HSA's for children only

MHart

Super Genius
100+ Post Club
I was wondering if you wrote a HDHP/HSA on a child only plan. Can the parent paying for the premium open up an HSA account and fund it?
 
TTBOMK anyone can fund any HSA for anyone... but only the insured gets the Federal tax deduction on their income tax.

Al
 
TTBOMK anyone can fund any HSA for anyone... but only the insured gets the Federal tax deduction on their income tax.

Al
As I understand it, if there is an HSA account in the name of a minor child who is also a dependent, the parent can get the tax deduction.

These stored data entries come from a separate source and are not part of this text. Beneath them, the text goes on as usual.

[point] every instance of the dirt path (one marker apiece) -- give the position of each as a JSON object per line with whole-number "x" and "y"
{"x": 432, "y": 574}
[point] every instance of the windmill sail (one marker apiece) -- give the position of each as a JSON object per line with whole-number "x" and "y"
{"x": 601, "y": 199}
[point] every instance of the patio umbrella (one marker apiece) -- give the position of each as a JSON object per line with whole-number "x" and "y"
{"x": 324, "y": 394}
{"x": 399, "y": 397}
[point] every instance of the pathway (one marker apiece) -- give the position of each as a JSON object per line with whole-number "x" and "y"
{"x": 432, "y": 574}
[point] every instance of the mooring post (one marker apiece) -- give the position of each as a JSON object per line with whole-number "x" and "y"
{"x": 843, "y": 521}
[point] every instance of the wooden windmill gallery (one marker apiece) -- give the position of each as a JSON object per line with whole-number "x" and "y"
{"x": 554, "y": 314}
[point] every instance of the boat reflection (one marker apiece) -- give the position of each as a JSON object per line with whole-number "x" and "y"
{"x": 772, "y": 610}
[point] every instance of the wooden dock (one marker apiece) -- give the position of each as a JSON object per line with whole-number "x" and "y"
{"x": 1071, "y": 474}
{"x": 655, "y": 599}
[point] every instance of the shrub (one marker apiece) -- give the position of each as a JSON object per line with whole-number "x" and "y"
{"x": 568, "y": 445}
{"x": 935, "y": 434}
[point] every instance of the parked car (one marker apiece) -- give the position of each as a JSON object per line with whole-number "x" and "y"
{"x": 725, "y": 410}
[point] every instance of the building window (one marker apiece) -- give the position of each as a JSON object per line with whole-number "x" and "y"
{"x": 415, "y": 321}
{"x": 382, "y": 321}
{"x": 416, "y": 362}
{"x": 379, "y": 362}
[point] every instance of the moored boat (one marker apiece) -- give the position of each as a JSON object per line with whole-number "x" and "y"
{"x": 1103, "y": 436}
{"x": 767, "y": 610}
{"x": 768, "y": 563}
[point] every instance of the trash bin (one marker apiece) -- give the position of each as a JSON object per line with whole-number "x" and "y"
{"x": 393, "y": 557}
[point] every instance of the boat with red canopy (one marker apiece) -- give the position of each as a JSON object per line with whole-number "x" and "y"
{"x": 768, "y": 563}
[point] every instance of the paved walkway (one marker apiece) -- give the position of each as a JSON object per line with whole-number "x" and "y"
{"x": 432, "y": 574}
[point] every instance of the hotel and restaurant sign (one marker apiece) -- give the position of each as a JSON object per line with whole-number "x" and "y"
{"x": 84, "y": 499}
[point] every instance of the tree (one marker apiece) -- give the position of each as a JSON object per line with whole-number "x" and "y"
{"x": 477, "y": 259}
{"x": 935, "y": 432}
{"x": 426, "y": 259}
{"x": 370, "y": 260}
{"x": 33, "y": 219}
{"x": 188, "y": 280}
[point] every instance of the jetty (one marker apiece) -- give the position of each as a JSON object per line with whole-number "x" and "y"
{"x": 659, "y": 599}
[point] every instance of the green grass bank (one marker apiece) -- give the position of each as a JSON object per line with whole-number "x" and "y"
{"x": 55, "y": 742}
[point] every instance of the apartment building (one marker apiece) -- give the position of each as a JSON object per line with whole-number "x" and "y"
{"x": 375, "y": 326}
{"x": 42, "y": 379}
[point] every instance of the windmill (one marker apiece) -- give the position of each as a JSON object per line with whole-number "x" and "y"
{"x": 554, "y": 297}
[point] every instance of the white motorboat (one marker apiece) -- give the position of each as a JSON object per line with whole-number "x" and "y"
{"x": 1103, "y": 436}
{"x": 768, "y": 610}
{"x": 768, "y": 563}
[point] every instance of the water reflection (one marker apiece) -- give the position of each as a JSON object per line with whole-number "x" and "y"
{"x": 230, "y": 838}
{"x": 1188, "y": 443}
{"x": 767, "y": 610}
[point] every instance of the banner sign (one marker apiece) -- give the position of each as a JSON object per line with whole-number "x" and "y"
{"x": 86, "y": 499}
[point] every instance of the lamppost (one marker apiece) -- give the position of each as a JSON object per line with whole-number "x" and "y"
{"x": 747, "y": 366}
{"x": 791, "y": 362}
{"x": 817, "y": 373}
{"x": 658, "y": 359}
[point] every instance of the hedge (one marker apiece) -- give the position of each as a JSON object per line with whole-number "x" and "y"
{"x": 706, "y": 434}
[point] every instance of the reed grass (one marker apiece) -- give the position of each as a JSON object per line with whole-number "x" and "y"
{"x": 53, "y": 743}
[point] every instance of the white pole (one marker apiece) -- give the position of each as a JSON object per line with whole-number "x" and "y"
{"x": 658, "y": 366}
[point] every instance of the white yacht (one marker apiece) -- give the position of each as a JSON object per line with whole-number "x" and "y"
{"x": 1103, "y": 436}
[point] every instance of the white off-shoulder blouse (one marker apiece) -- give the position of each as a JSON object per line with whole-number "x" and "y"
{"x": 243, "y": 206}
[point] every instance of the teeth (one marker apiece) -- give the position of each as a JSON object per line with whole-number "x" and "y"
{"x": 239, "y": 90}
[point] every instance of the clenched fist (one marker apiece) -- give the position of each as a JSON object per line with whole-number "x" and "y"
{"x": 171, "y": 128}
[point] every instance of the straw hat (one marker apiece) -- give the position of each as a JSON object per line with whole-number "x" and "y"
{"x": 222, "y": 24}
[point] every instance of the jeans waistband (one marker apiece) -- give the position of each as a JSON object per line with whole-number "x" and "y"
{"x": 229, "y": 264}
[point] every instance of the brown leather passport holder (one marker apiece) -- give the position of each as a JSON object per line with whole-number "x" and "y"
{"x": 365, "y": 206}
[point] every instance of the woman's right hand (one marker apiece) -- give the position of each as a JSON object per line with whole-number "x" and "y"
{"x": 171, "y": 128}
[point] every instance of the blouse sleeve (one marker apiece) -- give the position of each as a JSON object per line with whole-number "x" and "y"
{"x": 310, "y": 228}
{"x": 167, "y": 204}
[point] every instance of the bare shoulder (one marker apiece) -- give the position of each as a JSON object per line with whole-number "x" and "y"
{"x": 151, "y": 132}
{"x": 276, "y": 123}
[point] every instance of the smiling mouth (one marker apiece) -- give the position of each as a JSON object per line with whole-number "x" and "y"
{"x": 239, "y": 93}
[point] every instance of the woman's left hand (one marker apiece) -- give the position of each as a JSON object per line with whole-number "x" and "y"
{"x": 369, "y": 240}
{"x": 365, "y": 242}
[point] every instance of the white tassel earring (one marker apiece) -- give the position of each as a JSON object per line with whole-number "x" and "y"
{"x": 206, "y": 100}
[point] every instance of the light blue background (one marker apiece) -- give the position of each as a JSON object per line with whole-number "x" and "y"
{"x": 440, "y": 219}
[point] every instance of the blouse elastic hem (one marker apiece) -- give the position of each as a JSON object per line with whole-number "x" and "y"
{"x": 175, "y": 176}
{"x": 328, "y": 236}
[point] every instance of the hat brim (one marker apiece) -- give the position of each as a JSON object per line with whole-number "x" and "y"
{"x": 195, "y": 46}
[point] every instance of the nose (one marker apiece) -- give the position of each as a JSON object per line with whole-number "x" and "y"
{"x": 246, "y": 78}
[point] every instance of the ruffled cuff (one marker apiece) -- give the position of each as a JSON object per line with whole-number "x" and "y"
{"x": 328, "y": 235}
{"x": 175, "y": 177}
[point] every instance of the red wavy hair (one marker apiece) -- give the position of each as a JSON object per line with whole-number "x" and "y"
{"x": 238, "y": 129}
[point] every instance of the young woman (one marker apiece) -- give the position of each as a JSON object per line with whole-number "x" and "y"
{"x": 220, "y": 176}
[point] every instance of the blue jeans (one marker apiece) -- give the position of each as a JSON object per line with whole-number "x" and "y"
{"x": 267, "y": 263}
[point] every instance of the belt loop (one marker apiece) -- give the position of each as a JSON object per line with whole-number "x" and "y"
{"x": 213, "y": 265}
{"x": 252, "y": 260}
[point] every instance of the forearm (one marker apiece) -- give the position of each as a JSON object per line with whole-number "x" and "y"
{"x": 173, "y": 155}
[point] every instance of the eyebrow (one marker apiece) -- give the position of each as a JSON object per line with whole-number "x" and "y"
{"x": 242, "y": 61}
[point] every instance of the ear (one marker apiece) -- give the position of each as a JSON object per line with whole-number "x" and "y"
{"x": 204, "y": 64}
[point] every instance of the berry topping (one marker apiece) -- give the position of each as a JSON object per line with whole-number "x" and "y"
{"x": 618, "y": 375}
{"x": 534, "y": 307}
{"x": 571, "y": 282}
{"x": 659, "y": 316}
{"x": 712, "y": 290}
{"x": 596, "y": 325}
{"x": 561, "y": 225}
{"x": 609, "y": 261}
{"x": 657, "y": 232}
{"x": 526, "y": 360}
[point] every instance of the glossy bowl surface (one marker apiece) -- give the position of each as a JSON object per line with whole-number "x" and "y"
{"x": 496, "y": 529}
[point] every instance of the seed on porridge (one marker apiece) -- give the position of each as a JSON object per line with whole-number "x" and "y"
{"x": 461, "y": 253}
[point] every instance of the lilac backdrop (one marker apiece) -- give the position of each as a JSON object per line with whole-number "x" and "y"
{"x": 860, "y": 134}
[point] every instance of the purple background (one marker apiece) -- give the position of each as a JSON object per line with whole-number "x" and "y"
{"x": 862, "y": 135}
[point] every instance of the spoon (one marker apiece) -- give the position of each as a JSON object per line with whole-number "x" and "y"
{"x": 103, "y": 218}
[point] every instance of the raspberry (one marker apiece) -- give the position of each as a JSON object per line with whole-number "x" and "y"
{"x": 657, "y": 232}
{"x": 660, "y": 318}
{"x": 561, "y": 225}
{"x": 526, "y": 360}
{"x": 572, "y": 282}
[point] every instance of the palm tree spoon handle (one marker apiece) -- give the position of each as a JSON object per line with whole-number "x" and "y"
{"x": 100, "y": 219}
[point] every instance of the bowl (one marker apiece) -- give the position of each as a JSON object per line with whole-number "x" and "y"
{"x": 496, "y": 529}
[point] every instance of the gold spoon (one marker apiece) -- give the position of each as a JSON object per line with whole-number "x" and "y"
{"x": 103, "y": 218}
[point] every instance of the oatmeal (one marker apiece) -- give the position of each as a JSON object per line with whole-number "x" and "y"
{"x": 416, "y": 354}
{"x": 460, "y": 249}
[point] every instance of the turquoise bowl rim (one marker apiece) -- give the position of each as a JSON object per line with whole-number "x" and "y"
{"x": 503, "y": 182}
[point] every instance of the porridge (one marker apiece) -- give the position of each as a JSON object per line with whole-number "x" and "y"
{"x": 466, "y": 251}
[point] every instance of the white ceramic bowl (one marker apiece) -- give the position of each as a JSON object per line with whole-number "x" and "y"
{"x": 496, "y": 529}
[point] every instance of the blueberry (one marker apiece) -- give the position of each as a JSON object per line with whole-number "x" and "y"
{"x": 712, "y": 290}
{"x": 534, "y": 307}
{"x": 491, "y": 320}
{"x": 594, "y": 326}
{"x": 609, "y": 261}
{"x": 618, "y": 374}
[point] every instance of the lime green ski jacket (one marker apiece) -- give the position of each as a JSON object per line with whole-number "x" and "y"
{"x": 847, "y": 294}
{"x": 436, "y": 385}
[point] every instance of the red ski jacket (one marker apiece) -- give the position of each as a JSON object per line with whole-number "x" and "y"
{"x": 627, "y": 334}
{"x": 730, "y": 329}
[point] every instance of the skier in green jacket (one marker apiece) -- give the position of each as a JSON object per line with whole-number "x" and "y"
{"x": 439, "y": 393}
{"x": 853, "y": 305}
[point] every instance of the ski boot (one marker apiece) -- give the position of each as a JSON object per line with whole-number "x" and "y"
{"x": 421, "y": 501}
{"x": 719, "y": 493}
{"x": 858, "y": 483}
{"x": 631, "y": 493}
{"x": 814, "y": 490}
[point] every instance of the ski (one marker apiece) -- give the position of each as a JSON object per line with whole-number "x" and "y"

But my understanding might be wrong.

By the way, what the hell is "TTBOMK" for those of us who only speak English and not computer?

Rick
 
Another question is that if you had 4 HSA policies in a family, say mom, dad, college student son and college student daughter (each with own policy at different schools) and mom makes the premium payments for each policy, if mom and dad file a joint return (which would be normal) and each college kid had a job and each filed a return, how much can each person contribute to their HSA and who gets the deductions?

The way I read the law is that mom and dad could each put $2850 in their individual HSAs BUT would be limited to the family max deduction of $5650 but each kid could open an account and fund it with $2850 max and take the deduct on their returns.

However if you had four policies and the kids did not work (were in grade school) and did not file taxes, parents could fund EACH HSA with $2850, but since there was only one return filed, the max deduction would be $5650.

Why bother funding an HSA without the deduct? Because first, the funds grow tax free. Second, there is no tax when taking them out. True you miss the tax deduct, but two good things out of three is not bad. If I could, I'd put all the money I had into a bucket where it could grow tax free and where there was no tax on disbursements.

I don't know of any other vehicle where you can put money in, it grows tax free, you get to deduct the contribution, and there is no tax when you take it out. True, you can only spend it on health stuff... but so what? An HSA is still one hell of a good deal. To bad more people don't 'get it.'

I'm not a tax expert and there is probably more info in the link below if anyone has the time or interest to wade through some of the documents listed.

http://www.ustreas.gov/offices/public-affairs/hsa/technical-guidance/

Al
 
I sold a very fair amount of HSAs through 2005. When I called those clients back during their renewal period I asked all of them if they've funded their HSA. Everyone can guess what the answer is and you're right.